Après le désert des tentations le premier dimanche de carême, la montagne de la Transfiguration le deuxième dimanche, nous voici déjà arrivés ce dimanche au Temple de Jérusalem. C’est là que tout va se jouer : les controverses avec les pharisiens et bien-sûr le motif de condamnation de Jésus « Nous l’avons entendu dire : “Je détruirai ce sanctuaire fait de main d’homme, et en trois jours j’en rebâtirai un autre qui ne sera pas fait de main d’homme.” » (Mc 14,58).

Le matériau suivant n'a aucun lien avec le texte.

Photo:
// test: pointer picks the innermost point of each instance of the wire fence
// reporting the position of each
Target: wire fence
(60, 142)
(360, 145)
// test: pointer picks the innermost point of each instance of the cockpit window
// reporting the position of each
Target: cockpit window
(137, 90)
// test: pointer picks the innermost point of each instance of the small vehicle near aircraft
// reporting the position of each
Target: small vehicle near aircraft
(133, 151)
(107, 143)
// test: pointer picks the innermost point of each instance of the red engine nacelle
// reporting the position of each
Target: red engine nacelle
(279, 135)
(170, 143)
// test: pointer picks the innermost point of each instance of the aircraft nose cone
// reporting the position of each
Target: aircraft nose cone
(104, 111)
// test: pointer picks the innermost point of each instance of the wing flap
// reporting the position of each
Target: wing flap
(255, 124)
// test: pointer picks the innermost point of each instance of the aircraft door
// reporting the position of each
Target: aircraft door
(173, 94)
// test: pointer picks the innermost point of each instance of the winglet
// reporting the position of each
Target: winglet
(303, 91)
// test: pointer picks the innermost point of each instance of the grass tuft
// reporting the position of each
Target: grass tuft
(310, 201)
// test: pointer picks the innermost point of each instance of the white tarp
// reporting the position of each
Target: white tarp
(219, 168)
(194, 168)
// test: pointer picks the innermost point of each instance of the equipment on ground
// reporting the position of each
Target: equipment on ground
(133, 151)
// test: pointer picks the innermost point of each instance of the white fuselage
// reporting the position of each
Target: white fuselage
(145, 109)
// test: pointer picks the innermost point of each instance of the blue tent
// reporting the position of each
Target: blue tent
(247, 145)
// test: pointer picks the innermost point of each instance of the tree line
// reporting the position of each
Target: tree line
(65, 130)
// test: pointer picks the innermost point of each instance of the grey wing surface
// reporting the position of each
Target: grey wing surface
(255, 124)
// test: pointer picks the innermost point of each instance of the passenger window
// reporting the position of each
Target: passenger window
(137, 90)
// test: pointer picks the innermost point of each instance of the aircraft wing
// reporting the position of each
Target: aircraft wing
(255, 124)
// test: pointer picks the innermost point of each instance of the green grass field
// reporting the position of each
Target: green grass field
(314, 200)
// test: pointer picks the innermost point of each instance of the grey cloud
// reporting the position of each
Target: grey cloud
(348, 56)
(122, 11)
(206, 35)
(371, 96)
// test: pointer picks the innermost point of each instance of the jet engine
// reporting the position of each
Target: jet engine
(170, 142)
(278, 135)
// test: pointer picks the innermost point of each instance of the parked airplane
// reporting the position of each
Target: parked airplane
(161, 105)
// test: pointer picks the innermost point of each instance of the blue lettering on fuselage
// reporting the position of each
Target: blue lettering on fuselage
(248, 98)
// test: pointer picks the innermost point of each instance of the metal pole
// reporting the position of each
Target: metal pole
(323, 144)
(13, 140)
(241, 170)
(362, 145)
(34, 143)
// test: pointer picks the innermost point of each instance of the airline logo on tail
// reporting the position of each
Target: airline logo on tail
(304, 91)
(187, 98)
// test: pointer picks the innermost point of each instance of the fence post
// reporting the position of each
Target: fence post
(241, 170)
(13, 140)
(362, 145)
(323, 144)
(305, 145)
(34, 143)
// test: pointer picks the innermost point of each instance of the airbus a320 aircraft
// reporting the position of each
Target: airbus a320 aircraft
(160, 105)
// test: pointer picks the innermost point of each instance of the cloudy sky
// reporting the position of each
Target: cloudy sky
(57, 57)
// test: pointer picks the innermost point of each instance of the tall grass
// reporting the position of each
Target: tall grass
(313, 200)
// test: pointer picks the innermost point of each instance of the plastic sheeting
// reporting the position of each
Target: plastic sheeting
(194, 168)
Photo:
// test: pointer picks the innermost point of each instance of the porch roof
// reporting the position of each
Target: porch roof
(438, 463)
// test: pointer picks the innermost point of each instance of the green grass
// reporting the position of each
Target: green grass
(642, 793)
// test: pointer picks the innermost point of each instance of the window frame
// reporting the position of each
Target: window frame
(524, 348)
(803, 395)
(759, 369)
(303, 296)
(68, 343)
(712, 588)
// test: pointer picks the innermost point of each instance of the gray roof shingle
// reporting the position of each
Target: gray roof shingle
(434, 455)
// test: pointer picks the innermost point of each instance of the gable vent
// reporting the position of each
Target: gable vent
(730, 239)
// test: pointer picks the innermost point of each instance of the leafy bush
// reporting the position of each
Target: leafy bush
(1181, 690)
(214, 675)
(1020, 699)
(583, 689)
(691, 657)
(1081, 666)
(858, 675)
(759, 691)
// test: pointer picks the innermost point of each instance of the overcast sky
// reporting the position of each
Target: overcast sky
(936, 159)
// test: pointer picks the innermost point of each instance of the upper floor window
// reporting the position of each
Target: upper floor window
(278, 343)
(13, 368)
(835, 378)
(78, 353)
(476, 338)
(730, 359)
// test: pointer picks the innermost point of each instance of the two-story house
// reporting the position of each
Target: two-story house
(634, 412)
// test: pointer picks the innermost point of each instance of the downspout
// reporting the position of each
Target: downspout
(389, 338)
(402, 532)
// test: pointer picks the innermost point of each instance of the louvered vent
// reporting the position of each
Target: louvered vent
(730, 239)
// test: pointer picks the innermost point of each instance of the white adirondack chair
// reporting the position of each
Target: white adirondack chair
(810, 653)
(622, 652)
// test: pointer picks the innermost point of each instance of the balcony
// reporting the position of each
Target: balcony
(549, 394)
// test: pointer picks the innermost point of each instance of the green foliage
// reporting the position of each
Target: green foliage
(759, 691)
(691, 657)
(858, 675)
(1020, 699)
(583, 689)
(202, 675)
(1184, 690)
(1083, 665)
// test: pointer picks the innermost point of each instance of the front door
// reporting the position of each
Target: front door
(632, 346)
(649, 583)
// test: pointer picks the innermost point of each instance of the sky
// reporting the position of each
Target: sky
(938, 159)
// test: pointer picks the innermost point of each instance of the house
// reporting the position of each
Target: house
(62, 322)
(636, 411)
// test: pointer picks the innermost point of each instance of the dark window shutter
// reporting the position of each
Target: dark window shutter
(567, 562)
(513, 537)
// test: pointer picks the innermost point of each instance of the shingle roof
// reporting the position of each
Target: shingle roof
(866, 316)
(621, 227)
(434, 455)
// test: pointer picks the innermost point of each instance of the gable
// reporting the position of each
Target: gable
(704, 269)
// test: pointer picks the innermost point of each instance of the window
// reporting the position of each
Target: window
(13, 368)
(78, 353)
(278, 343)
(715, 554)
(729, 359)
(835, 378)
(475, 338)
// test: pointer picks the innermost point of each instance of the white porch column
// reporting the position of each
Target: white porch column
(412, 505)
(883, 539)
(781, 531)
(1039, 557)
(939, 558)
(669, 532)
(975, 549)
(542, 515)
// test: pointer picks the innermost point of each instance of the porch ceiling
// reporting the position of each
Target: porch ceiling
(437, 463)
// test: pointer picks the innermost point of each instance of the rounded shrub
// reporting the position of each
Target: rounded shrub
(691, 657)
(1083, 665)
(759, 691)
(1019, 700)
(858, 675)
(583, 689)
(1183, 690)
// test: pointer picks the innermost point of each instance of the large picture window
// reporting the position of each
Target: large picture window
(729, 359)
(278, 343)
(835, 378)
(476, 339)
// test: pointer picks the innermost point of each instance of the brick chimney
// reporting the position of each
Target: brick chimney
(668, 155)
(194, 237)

Évoquer la destruction du Temple pour un Juif, c’est se remémorer la page la plus noire de l’histoire du peuple d’Israël. C’était en 586 avant Jésus-Christ. Le roi Nabuchodonosor avait envahi le Royaume de Juda et avait fait déporter une partie de la population, le fameux « exil à Babylone » : « Au bord des fleuves de Babylone, là nous étions assis et nous pleurions en nous souvenant de Sion. » (Ps 136,1). Le prophète Jérémie s’était alors lancé dans une grande plainte, le livre des Lamentations « Elle (Sion) pleure, elle pleure dans la nuit, les larmes couvrent ses joues : personne pour la consoler parmi ceux qui l’aimaient » (Lm 1,2) et autres jérémiades (eh oui, c’est l’origine de l’expression).

En affirmant « Détruisez ce sanctuaire, et en trois jours je le relèverai », en avançant vers sa Passion, Jésus assume les plus grandes plaintes de son peuple, les plus grandes incompréhensions de nos vies, les plus grands cris de notre humanité. « Dieu n’est pas venu supprimer la souffrance. Il n’est même pas venu l’expliquer, mais il est venu la remplir de sa présence » (Paul Claudel).